Immancabile, poi, la polemica del momento lanciata da Martin Scorsese e alimentata da Francis Ford Coppola. I film Marvel sono dei parchi tematici?

Non saprei cosa dire. A me piacciono quei film. Un buon film della Marvel mi piace. Un buon DC Comics mi piace. Amo tutti i film di Scorsese. Einstein ha detto che l’immaginazione vale più della conoscenza, se io non avessi la fantasia che ho sarei ancora la povera Viola di Rhode Island che non era considerata attraente. Io potrei fuggire in un mondo senza fine, che posso creare, un mondo dove posso ridefinirmi. Ecco dove vive l’arte, in quel mondo immaginario. E’ un giardino dove si può giocare, il giardino di Dio, e nessuno deve decidere chi merita di esserci e chi no, cosa includerci e cosa no. Se si vuol far parte di questo luogo, deve essere possibile. Viviamo per questo motivo. C’è posto per tutto. Scorsese ha espresso la sua opinione, che ritengo valida, ma un buon film Marvel a me piace.

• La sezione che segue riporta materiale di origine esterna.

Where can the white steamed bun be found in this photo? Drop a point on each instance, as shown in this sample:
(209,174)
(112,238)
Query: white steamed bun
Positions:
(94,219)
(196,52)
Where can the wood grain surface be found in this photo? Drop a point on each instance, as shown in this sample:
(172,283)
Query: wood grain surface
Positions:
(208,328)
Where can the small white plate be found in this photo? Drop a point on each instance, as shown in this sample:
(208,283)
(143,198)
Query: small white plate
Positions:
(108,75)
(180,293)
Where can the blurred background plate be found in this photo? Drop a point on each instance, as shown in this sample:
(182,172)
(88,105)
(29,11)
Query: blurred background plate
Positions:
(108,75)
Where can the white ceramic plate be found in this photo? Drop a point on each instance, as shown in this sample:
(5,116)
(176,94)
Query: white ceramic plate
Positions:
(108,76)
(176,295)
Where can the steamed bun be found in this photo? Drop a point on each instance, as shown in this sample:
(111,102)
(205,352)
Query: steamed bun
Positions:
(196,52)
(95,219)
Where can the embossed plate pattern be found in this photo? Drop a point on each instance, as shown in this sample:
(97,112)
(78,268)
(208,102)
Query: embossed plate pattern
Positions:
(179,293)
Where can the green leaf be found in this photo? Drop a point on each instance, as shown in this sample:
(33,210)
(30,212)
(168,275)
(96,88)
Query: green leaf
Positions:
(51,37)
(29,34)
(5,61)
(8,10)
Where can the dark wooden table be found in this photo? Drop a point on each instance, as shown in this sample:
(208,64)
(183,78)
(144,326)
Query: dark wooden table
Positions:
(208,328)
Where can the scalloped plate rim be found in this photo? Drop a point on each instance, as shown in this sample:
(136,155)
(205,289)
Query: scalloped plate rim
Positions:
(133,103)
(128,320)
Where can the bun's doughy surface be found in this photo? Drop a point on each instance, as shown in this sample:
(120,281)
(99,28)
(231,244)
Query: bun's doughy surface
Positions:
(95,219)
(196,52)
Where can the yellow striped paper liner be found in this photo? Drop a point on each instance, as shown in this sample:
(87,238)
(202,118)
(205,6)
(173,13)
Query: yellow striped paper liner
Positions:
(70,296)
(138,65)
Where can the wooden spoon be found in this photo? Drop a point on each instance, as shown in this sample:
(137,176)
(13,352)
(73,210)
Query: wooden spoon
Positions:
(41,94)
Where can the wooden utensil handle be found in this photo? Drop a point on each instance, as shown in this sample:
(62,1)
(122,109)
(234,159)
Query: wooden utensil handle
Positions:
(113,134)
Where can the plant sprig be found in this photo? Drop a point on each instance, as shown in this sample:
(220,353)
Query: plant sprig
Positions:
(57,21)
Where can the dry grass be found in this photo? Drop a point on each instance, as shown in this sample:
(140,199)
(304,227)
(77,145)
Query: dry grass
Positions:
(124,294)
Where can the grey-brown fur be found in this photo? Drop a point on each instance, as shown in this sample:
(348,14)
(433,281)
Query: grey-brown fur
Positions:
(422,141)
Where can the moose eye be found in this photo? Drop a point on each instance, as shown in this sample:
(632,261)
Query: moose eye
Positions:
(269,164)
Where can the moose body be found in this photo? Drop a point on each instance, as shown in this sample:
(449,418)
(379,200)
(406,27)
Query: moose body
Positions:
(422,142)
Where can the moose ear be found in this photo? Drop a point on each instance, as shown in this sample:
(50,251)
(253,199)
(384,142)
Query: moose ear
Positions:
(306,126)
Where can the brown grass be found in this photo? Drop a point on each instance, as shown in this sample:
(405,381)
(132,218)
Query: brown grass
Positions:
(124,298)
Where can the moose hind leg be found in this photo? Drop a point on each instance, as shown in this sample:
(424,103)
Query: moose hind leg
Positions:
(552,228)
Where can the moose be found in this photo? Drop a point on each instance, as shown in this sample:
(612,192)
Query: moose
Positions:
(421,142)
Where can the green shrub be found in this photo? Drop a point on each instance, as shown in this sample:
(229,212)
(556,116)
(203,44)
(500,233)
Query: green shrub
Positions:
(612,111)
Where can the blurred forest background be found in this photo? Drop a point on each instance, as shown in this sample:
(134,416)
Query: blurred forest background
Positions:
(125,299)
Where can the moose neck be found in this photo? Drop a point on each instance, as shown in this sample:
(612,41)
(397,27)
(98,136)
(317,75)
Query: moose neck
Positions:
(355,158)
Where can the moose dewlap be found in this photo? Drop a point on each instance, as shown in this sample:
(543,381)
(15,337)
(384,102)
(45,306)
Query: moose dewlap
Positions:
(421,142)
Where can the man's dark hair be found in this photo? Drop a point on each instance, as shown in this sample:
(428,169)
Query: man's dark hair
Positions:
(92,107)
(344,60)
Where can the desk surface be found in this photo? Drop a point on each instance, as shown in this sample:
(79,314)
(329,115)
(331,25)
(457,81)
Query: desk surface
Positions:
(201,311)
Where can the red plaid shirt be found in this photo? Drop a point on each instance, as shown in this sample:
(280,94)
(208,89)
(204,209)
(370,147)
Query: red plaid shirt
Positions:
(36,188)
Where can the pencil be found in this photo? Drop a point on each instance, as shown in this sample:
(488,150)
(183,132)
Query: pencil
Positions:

Non a caso la Davis ha preso parte a titoli come Suicide Squad, oltre a Widows di Steve McQueen, che l’ha vista maneggiare un’arma: “Io voglio fare tutto, anche gli action. Ci sono tanti diversi generi“. Dopo aver visto una clip di The Help, film che le ha dato la definitiva popolarità, Viola ha specificato come gestisce un personaggio, tra giusta distanza e totale identificazione.

Un personaggio va affrontato come se fossimo degli investigatori. La maggior parte della mia carriera non ha rispecchiato il mio potenziale. Solitamente facevo ruoli a disposizione, per persone come me. Ma se ho un personaggio interessante sento che devo entrare in quel personaggio, identificarmi con quel personaggio. La Rowling disse una volta che Harry Potter si è avvicinato a lei. Ecco un personaggio si deve presentare, ma tu devi poi indagare, tutti i fatti, le circostanze, legate a quel personaggio.

Una vera e propria lezione di cinema, conclusasi con una clip di Fences – Barriere, film diretto e interpretato da Denzel Washington che ha fatto vincere a Viola un Oscar, un Golden Globe, un Bafta, due sag e un Critics’ Choice Award. Un ruolo da lei fortemente voluto.

Fences l’ho interpretato a Broadway per mesi. E’ stato un ruolo perfetto. Era August Wilson, abbiamo girato con lo stesso cast teatrale, lavorare con Denzel, poi, è stato meraviglioso. Ci sono momenti, nel mondo del cinema, in cui ti dicono di fare tutto con toni leggeri, ma a me piace distinguere, perché ci sono momenti in cui devi combattere, devi reagire. Ricordo quando morì mio padre, ricordo l’urlo di mia madre, l’urlo di dolore. E ci sono momenti, sul set, in cui questo va riproposto. A volte si può esagerare anche quando cerchi di rimanere sottotono, e allora perché contenersi?